Situation: I’ve tried to see what is slowing stuff down, and noticed one user has low GPU efficiency. Should they really be using GPUs in that case?
We aren’t aiming for maximum GPU calculations, we aim for getting the most work done. Some work is CPU-bound but GPUs can speed up part of it. Some work uses other third-party code and can’t be optimized. Sometimes the bottleneck is just somewhere else but the GPU still significantly speeds things up. With this, we don’t want to prevent someone from doing their work just because it’s not perfectly GPU-bound.
We do scan for low efficiency users and invite them to garage to see if we can make things faster. If someone is using expensive resources, we consider there’s an obligation to work with us to make the usage as efficient as possible. And yes, sometimes they are using the GPUs optimally for their own case. Also note that GPU occupancy doesn’t mean the GPU is doing useful work - sometimes the measures can be off.
If you see a user that you think is inefficiently using the resources, don’t contact them yourself (unless you are their friend, colleague, etc.). Let us know and we’ll investigate if we haven’t done so yet.
Situation: My group has purchases dedicated resources and they are working as part of the cluster. Someone else is using them, and it slows down our use.
We set up the way resources are shared when someone gets the resources. Normally, the deal is we want overall highest use of the cluster, since after all the university is also contributing significant sysadmin and electricity resources. We don’t necessarily guarantee that you can use it right away, but we try to make it as close to that as possible. With some dedicated resources, we have used preemptible jobs (see below) for the “common” access.
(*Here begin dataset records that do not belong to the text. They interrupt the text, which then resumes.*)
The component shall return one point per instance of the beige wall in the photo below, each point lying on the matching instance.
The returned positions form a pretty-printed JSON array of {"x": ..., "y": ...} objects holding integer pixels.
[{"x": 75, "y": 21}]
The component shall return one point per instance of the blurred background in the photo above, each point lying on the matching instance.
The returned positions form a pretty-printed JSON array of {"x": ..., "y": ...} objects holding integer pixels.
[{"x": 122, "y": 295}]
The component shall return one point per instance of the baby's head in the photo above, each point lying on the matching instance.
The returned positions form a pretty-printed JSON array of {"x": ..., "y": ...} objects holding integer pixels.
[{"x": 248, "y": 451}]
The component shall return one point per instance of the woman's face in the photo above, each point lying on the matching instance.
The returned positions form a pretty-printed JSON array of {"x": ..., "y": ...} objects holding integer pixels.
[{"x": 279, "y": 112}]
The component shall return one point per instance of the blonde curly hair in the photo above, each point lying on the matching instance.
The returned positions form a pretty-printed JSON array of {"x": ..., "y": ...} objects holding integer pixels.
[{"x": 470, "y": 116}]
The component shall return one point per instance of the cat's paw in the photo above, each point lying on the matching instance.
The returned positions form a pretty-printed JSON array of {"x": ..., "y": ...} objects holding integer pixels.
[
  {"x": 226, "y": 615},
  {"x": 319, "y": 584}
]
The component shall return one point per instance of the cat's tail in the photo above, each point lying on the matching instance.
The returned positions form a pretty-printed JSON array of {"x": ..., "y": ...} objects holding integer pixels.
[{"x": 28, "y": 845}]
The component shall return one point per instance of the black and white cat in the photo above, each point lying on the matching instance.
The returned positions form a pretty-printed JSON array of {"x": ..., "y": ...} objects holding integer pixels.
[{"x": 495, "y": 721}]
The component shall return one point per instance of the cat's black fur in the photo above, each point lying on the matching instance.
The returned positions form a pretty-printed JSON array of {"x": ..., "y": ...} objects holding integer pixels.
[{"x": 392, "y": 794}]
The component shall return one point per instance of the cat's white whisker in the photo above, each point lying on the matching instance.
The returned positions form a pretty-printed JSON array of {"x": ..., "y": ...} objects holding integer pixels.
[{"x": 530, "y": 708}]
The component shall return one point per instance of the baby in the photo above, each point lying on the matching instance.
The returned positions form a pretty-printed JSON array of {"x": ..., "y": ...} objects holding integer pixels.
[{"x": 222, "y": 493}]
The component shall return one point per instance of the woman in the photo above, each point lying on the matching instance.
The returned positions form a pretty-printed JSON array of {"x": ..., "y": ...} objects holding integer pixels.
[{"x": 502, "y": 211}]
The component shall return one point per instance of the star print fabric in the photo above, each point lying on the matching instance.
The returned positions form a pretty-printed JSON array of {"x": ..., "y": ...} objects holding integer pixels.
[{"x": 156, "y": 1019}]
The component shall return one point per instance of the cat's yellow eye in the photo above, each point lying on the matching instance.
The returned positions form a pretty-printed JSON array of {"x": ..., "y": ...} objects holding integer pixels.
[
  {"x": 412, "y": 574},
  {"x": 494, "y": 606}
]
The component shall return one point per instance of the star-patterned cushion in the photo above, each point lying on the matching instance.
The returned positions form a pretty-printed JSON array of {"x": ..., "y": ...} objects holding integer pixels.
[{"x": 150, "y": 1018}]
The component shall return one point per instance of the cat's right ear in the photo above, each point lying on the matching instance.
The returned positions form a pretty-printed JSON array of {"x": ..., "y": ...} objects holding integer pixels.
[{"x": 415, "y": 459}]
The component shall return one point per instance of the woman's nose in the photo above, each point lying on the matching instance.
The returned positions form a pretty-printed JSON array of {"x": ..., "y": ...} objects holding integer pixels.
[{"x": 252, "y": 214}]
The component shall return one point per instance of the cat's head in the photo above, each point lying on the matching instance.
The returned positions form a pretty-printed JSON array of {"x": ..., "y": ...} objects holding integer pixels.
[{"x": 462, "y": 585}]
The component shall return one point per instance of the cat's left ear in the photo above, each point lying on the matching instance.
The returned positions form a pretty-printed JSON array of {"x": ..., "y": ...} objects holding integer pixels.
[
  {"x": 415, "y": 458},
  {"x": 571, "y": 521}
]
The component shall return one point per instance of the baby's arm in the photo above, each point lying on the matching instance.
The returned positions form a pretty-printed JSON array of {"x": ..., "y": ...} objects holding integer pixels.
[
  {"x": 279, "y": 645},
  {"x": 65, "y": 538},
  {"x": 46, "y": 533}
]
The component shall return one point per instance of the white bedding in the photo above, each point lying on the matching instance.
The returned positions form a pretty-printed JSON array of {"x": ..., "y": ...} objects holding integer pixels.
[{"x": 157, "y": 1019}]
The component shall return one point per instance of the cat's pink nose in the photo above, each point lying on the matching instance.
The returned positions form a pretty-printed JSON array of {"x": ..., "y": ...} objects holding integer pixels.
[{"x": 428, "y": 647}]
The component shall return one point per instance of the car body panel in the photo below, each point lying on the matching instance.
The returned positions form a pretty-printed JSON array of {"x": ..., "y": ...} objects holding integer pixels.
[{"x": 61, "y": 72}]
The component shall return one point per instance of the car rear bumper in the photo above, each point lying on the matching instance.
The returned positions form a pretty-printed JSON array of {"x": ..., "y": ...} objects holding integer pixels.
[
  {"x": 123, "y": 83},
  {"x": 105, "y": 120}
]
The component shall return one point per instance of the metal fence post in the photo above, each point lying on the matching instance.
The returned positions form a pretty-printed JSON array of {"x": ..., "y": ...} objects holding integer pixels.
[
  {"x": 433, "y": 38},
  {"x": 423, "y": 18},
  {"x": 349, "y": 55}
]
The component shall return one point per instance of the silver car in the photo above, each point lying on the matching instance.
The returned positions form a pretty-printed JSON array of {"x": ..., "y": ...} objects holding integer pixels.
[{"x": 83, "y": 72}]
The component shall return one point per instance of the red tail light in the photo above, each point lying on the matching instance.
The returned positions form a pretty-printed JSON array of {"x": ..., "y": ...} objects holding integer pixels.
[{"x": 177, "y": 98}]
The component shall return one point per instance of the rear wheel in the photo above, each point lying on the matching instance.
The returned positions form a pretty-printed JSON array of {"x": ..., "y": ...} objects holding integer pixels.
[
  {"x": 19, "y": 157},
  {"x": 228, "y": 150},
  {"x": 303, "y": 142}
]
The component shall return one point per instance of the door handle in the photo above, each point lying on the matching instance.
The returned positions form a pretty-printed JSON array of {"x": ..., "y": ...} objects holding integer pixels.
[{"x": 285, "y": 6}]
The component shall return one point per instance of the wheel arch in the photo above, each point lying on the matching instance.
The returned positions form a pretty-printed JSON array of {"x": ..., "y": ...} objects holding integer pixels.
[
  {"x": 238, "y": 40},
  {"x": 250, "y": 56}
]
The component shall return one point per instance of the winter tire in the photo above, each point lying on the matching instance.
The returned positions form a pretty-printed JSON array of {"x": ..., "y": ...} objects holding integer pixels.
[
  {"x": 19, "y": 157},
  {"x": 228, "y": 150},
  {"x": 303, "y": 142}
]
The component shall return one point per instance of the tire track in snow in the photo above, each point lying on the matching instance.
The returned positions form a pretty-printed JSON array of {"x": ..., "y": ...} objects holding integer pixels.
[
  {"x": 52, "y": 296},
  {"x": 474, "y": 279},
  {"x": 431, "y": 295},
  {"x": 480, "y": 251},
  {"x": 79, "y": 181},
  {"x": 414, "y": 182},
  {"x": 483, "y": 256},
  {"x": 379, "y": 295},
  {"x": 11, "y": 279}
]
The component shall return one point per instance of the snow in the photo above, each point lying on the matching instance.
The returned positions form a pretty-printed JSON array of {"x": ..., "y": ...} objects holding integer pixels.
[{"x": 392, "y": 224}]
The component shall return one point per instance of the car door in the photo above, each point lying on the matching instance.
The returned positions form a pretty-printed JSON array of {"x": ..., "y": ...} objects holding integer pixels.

One solution to many of the things above is to make jobs in partitions preemptible, which means that if a higher priority jobs comes along, a currently running job can be killed. It’s killed with a short grace period to save its state (which it should be designed to do) so that it can be resumed.
Preemptible jobs are great since they allow all the otherwise-unused resources to be scheduled. However, it can be a big step up with effort to manage saving state and scripting the continuation of jobs at scale. We want new users to have some easy onboarding path, so we will always make preemptible jobs opt-in. We expect that big users will have enough benefit to adapting to preemptible jobs, which helps to improve efficiency for everyone else who can’t.
If you can adapt your work to use preemptible jobs (and you are using a cluster that has them enabled), then we encourage you to make use of that option.
Partition layout and overlaps
Maximum runtime
Maximum job size
GrpTRESRunMins
Preemptibility
Most importantly, while it may be possible to make some theoretically perfect arrangement for maximum use and minimum waiting when not expected, that can make the cluster usage much harder to explain. So we try to find a balance of those things and overall usability. So then, at the end, it becomes a trilemma: maximum resource usage, resources always standing by for you, and usability.